If you paid the $100 deposit on the book, you will receive an e-mail in the next two weeks from John Hoffman at Lost Art Press with easy instructions on how to pay the balance to receive your book. Your book will not ship until you have paid the balance.
Here are some answers to common questions on the deluxe version of our translation:
When will the deluxe book ship?
We hope the book will ship in early August. We are working with a different printer on this book, so we are not entirely sure (yet) when our press date will be. As soon as the printer tells us a press date, we will publish it here.
How many deluxe books are you printing?
The plan is to print 600 copies of the deluxe version of the book. Once these are sold, we will not print this edition again. Almost all of the 600 books are spoken for, but we will offer what is left here on our site. The deluxe version will be sold only here on the Lost Art Press site. We are not selling the deluxe edition through our retailers.
What will the deluxe book look like?
It will be nice – a book that we would like to have on our shelves. The book will be 12” x 17”, 248 pages, hardbound and printed in the United States. The interior of the book will be printed on #100 Mohawk superfine white eggshell paper.

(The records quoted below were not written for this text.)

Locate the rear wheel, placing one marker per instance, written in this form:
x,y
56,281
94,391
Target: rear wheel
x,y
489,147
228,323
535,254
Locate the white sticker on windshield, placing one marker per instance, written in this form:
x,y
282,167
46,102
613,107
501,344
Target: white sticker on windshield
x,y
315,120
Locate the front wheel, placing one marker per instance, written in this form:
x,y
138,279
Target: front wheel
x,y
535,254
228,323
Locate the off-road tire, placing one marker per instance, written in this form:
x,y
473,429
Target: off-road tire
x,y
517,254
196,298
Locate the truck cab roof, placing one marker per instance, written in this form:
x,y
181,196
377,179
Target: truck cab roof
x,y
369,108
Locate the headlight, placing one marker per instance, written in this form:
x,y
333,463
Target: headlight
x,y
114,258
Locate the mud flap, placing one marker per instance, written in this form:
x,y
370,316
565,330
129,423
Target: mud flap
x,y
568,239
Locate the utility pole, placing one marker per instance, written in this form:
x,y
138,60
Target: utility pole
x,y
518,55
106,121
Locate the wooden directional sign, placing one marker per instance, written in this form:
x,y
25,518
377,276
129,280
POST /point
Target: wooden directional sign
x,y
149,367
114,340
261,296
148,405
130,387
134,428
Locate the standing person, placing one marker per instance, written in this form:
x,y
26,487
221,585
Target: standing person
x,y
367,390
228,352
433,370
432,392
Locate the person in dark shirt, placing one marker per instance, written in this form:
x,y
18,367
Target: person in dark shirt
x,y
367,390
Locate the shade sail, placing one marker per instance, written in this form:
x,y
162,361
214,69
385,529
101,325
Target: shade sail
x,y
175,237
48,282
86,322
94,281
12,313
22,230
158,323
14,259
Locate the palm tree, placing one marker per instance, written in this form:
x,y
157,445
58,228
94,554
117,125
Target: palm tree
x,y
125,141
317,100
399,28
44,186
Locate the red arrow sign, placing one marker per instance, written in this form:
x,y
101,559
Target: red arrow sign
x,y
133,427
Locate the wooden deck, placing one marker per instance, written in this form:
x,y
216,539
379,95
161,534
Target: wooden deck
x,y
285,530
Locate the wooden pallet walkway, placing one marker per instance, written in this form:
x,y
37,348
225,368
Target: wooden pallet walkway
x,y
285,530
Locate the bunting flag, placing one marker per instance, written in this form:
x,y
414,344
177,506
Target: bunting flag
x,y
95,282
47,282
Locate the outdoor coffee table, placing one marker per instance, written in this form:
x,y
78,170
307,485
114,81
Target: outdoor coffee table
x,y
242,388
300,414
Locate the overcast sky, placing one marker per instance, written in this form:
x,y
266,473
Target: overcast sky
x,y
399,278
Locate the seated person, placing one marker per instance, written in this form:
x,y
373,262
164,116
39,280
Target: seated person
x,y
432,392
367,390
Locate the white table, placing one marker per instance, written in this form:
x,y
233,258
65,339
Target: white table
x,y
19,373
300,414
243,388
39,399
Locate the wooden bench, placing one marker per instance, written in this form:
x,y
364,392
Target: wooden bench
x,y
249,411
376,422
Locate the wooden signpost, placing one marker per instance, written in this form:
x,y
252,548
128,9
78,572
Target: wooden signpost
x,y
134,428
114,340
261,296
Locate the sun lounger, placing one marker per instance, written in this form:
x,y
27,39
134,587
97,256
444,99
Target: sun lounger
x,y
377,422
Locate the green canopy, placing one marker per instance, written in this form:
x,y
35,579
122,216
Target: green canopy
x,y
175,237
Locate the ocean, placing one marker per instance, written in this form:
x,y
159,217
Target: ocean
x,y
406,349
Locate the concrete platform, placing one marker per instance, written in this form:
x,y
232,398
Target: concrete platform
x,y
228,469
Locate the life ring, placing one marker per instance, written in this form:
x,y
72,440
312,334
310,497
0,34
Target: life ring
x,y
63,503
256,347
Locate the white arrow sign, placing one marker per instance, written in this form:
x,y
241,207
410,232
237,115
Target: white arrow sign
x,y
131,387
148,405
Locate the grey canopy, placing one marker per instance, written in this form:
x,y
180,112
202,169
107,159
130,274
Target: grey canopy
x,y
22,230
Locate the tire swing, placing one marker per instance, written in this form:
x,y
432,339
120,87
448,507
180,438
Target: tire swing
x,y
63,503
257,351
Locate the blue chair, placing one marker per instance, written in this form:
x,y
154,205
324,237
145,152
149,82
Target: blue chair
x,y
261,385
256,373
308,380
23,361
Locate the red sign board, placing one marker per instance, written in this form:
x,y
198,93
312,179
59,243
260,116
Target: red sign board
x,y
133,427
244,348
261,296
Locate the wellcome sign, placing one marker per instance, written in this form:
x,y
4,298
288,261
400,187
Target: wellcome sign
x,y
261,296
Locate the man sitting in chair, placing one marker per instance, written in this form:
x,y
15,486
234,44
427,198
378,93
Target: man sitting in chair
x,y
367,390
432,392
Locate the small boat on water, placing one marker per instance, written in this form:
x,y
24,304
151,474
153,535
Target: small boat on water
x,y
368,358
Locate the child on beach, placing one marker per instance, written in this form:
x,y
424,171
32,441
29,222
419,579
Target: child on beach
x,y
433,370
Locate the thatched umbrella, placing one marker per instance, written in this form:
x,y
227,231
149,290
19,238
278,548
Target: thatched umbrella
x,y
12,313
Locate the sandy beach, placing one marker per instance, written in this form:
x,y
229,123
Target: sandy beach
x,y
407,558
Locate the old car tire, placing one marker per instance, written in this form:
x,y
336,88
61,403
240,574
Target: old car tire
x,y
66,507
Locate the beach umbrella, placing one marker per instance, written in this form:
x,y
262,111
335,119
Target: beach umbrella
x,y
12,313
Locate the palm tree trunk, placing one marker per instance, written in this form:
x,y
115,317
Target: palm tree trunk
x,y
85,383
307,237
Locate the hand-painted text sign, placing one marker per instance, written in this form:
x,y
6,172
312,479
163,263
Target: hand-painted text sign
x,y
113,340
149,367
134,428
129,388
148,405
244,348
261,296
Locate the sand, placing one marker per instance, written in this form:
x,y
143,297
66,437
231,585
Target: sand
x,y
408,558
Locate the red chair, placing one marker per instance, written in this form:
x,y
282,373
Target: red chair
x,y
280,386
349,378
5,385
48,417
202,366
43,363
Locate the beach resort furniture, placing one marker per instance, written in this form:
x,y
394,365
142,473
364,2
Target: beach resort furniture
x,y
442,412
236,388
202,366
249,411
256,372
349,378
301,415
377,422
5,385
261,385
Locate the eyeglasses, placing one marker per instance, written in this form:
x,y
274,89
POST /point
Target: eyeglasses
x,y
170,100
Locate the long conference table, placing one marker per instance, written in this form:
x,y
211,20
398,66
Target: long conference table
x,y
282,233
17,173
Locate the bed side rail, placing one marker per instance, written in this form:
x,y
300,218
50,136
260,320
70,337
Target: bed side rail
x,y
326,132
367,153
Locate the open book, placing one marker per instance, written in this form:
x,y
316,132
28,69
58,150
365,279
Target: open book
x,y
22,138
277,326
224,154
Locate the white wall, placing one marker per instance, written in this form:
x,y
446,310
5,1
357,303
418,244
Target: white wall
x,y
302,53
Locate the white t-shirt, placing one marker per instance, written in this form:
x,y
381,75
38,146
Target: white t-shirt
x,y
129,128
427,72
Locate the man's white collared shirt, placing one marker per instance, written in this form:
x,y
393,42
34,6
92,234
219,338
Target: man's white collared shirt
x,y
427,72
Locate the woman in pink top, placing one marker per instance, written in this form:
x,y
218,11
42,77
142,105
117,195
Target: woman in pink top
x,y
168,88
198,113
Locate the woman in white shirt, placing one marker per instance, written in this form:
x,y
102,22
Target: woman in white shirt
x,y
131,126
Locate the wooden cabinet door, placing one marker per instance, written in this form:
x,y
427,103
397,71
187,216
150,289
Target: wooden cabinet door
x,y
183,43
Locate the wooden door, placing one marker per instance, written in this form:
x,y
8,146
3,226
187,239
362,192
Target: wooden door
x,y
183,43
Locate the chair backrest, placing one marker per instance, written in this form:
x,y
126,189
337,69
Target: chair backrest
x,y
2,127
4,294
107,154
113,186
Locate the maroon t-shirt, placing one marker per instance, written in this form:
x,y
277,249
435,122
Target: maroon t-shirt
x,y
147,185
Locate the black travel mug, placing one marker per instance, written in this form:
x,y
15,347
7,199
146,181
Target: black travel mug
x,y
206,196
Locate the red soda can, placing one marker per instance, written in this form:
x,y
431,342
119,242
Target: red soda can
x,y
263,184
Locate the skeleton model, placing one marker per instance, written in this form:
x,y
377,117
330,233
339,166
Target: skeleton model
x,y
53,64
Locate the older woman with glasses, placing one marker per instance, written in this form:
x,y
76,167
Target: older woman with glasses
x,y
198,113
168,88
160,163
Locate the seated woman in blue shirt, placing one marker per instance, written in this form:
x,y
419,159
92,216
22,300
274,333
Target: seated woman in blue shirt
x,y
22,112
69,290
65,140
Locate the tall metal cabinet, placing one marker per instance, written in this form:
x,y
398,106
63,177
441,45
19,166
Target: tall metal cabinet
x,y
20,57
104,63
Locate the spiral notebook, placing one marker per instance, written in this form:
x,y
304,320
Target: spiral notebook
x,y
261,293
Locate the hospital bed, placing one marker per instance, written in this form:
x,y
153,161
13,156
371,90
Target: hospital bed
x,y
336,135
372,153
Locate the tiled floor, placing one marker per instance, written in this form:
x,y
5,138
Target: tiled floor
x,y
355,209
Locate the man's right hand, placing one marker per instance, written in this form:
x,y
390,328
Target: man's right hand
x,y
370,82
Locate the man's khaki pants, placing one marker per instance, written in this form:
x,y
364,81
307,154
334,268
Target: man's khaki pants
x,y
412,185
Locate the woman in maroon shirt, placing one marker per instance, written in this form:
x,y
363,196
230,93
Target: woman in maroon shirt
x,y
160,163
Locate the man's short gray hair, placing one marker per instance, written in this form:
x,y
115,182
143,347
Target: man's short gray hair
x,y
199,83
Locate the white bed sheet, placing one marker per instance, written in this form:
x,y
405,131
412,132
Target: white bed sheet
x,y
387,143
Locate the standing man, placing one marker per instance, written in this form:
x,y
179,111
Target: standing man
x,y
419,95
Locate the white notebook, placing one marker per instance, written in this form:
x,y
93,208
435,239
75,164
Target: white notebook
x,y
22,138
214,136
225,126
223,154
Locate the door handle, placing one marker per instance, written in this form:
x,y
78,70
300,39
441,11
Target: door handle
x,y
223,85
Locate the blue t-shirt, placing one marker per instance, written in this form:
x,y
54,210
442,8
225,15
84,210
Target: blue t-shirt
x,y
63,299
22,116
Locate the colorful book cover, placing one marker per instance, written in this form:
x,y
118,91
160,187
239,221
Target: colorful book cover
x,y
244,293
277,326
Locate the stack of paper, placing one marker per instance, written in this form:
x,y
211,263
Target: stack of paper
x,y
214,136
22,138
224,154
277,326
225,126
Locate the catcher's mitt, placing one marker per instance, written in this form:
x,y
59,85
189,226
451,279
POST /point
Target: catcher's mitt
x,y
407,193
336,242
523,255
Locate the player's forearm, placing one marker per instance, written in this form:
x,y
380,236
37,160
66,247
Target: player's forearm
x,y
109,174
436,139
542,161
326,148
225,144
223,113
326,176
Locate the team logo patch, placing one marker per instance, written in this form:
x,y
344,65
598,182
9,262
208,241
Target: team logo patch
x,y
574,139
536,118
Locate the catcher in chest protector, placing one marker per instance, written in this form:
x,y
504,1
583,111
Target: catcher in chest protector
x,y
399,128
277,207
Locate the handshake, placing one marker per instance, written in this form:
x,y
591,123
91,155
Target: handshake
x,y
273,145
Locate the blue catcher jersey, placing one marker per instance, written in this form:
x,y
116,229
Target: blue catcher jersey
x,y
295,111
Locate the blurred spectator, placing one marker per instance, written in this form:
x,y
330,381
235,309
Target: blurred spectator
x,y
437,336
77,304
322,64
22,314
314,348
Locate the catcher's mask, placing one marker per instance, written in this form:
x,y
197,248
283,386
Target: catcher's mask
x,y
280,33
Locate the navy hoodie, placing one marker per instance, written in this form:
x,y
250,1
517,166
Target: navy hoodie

The binding will be a Smythe-sewn three-piece binding with a square back plus head and foot bands. The spine will be covered in an Italian fabric that is printed in gold and black foil. The boards will be covered in #80 Mohawk loop antique vellum with a special image printed on the paper.
We had considered using calfskin on the spine but decided we preferred the cloth spine. (Wait until you see the whole package before you start howling.)
The book will come in a handmade slipcase that is wrapped in matching cloth.
Can my club/magazine/blog/library receive a “review” copy?
No. We have been approached by several clubs, magazines, bloggers and libraries about getting a free or discounted copy. There will be no free or discounted copies of this book distributed. Even I, John Hoffman and the authors will be purchasing our copies.
I cannot afford the deluxe version. When will the trade edition come out?
Work on the trade edition is proceeding, and we will have this second version of the book out by fall. It will be in a smaller size, with different printing specifications and no color photos, but it will be as nice as any other Lost Art Press book we’ve printed so far. Our target price is $60, but we are having trouble getting the manufacturing costs under control. The trade edition will be sold by our retailers who choose to carry it. Eventually there will be an e-book version of the trade book, plus other ancillary products. But I don’t have any more details other than what I’ve written above.